Tidak seperti WannaCry atau NotPetya, varian ransomware ini hanya menyerang user di negara China. Selain meminta tebusan. Varian ini juga dilengkapi dengan kemampuan untuk mencuri user dan password beberapa produk lokal di China, seperti Alipay, NetEase 163 email service, Baidu Cloud Disk, Jingdong (JD.com), Taobao, Tmall , AliWangWang, dan QQ.

Menurut Velvet Security (https://www.huorong.cn/info/1543934825174.html), sebuah perusahaan yang bergerak di cyber security dan anti virus, pembuat varian ini menggunakan perangkat lunak “EasyLanguage“. Varian lokal ini juga dilengkapi kemampuan untuk menginfeksi setiap aplikasi atau software yang ada di dalam PC, dan kemudian akan menular ke komputer yang lain melalui jaringan internet.
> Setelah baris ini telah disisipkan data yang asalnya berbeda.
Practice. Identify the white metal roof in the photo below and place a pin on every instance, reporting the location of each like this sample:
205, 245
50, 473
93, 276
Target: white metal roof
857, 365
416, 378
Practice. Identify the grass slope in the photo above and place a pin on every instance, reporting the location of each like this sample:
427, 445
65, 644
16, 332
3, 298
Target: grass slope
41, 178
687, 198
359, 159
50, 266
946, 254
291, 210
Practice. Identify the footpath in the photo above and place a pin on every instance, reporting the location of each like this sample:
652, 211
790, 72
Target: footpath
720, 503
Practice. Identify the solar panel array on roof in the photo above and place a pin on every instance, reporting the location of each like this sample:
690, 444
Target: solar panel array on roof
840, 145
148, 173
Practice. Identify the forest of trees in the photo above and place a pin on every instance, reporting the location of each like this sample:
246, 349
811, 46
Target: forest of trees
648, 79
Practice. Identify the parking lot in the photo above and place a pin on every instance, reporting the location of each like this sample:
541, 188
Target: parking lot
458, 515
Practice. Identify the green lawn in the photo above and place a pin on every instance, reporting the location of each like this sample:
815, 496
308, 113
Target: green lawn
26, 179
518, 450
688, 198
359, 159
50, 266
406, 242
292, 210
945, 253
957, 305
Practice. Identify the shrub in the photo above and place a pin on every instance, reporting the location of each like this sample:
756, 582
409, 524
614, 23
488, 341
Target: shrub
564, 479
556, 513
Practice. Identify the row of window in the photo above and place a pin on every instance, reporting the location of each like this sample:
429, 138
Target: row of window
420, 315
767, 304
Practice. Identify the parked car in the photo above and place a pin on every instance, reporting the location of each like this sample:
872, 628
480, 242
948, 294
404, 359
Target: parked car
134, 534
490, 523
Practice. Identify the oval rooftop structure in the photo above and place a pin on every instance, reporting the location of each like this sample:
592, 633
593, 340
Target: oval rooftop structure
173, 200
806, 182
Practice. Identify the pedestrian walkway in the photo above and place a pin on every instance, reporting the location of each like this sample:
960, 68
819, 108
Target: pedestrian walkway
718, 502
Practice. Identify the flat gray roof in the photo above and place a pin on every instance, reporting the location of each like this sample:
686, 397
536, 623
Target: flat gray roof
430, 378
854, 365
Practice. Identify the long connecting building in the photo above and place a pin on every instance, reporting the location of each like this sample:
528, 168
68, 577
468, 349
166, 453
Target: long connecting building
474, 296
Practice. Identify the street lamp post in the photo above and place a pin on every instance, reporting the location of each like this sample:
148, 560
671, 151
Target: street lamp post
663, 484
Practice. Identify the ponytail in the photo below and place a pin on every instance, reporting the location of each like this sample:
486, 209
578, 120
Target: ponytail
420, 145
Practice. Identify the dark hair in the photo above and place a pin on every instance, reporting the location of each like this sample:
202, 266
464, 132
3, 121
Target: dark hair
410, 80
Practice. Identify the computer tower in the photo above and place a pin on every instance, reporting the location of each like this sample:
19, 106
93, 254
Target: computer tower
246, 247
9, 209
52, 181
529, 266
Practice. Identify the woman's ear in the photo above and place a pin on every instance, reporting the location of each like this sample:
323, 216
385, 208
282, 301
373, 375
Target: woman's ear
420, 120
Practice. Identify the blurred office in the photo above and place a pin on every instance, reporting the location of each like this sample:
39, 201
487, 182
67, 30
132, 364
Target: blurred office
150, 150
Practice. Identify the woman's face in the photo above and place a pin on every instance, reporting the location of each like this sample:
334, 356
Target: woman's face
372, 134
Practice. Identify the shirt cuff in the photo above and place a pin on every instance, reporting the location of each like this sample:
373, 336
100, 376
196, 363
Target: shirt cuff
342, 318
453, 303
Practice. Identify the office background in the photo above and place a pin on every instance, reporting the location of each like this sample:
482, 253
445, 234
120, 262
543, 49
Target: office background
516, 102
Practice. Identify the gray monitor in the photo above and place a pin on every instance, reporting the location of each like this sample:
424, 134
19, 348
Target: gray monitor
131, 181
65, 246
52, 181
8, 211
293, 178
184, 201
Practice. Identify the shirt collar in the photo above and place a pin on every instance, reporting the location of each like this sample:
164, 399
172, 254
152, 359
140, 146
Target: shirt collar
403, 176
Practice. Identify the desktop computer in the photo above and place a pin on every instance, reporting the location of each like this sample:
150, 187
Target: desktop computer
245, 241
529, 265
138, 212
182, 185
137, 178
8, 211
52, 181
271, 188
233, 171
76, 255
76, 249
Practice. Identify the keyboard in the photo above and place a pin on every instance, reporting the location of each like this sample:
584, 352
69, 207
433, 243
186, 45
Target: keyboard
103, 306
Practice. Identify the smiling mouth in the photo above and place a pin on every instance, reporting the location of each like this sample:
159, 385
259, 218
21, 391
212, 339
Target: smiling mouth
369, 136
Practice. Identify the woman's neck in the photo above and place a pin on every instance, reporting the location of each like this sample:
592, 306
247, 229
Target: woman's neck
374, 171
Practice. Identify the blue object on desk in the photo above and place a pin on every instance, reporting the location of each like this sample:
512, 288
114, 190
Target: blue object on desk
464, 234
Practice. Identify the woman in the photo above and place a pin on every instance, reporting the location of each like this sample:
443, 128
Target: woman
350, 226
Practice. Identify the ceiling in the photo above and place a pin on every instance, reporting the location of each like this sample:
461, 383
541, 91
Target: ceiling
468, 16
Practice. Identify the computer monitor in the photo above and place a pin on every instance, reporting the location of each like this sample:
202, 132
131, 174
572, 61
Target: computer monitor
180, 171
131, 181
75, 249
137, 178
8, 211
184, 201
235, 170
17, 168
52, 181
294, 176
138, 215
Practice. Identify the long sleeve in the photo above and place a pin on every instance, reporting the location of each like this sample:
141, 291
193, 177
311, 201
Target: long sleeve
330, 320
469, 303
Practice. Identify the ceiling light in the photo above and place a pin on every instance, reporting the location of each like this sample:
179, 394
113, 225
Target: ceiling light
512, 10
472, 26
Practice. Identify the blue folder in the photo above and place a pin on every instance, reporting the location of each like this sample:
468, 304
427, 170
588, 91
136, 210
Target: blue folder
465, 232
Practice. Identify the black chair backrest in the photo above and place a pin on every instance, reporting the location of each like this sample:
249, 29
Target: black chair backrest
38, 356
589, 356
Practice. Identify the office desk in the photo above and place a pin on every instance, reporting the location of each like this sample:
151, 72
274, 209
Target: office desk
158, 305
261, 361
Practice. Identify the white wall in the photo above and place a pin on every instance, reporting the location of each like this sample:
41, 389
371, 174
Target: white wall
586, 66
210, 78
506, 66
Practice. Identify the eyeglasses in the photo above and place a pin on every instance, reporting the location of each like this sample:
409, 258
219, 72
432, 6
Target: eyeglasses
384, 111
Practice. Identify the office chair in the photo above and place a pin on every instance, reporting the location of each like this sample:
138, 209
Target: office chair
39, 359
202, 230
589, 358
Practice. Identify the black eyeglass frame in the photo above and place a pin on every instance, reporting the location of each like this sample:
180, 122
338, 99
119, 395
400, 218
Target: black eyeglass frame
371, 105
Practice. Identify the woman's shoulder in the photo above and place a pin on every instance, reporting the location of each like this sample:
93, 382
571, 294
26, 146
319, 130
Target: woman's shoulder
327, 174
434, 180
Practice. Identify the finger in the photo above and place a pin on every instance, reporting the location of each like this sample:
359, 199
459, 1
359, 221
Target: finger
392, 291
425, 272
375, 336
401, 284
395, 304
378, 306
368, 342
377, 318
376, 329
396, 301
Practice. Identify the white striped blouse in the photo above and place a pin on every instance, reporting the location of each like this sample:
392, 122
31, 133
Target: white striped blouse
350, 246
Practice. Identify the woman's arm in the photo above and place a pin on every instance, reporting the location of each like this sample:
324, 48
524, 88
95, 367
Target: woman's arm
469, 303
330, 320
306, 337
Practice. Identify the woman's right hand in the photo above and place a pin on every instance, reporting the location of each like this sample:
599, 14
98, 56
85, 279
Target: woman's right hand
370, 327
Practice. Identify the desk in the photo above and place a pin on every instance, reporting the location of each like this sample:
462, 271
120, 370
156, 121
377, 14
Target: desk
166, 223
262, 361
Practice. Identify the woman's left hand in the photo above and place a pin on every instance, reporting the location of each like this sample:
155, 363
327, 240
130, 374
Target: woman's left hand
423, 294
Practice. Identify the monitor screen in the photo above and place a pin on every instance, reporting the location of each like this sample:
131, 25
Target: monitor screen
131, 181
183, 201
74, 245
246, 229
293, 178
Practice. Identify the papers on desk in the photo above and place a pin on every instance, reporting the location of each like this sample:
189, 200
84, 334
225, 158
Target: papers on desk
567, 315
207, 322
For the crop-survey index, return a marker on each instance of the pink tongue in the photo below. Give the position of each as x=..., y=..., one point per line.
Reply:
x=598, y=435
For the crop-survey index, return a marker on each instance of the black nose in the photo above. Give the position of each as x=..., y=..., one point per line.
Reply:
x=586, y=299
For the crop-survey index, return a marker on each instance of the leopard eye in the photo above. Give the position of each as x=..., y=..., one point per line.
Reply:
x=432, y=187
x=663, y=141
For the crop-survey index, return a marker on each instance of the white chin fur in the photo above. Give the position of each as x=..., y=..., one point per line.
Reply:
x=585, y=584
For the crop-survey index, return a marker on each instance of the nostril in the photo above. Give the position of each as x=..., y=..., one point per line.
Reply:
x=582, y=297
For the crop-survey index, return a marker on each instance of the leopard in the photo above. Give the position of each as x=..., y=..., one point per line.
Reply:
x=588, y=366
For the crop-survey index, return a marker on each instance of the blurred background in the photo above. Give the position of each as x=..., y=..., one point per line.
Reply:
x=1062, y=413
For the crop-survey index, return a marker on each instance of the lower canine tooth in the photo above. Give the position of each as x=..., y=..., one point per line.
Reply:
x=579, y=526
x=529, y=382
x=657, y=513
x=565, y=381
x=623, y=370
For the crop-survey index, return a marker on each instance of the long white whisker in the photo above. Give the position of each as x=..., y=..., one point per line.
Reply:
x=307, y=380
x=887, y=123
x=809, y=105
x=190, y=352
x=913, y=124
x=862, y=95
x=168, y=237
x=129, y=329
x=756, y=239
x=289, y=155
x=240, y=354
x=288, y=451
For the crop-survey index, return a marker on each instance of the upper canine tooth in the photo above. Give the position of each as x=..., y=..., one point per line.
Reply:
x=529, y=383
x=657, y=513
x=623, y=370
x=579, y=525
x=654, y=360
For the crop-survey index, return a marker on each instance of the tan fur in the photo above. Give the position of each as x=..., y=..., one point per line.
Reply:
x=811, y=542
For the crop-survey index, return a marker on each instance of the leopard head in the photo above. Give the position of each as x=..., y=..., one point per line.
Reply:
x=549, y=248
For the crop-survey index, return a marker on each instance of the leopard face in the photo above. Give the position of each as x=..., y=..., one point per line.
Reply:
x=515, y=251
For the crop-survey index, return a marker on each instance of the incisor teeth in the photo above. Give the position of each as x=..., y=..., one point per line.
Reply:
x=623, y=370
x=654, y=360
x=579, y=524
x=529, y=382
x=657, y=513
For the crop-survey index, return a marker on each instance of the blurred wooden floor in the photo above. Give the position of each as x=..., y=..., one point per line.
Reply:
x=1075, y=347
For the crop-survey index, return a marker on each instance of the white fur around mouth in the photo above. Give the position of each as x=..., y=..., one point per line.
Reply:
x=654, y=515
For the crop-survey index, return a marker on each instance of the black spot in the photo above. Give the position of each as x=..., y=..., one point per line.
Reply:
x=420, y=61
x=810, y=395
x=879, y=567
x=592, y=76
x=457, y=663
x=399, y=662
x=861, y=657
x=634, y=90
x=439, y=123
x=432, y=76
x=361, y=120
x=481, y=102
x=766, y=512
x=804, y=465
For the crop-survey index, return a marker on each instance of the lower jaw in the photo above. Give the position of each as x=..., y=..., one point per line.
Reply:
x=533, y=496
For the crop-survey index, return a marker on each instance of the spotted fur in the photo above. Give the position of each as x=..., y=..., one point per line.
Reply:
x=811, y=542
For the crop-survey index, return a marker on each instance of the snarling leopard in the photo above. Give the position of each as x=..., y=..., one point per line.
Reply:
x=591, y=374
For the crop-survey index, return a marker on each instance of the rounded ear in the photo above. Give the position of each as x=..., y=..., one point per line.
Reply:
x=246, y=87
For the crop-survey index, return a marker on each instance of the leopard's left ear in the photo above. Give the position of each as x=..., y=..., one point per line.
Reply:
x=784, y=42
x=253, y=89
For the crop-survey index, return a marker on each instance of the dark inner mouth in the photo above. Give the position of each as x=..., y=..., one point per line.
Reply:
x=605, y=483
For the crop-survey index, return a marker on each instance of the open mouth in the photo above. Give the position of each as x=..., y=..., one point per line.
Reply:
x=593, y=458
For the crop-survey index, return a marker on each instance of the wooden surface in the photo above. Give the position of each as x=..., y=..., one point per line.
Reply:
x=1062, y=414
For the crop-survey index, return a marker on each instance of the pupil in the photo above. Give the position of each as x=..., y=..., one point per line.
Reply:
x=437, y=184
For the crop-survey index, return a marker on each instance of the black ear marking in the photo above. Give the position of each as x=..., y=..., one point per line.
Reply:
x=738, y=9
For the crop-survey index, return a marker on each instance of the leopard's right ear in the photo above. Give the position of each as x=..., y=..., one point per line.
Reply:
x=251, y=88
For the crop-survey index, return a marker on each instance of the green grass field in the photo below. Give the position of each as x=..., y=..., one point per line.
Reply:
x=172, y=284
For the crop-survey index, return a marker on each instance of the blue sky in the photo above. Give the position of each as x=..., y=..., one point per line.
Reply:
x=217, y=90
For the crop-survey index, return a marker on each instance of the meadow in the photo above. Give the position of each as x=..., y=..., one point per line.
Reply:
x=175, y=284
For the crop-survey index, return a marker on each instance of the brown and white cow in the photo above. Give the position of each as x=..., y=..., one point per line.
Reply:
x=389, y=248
Untuk menyembunyikan diri dari deteksi anti virus, malware ini masuk ke dalam komputer menggunakan program asli dengan digital signature yang asli. Setelah menginfeksi komputer maka malware ini akan melakukan enkripsi semua file dan folder yang ada di dalam hardisk korban. Setelah semua file berhasil di enkripsi akan muncul sebuah pop up yang memberi info bahwa komputer telah menjadi korban dan korban harus membayar sejumlah 110 yuan melalui WeChat dalam rentang waktu 3 hari. Jika korban memilih mengacuhkan dan tidak membayar tebusan dalam jangka waktu 3 hari, maka malware tersebut mengancam akan menghapus decryption key dari server secara otomatis sehingga semua data tidak dapat dikembalikan.

Namun tidak lama setelah penyebarannya, peneliti keamanan jaringan setempat berhasil melakukan reverse engineering berkat kode yang ditulis secara buruk. Dari hasil investigasi diketahui bahwa malware tersebut berbohong mengenai proses enkripsi. Dari pop up dikatakan bahwa semua file di enkripsi menggunakan algoritma DES, namun dalam kenyataannya enkripsi hanya dilakukan menggunakan XOR cipher yang jauh lebih sederhana. Kemudian key juga tidak disimpan di dalam server, namun disimpan di salah satu folder lokal.

Menggunakan informasi tersebut, tim keamanan jaringan Velvet berhasil membuat program untuk melakukan deskripsi. Peneliti juga berhasil meretas server database yang digunakan oleh pembuat malware, dan ditemukan ribuan data korban yang berhasil diretas.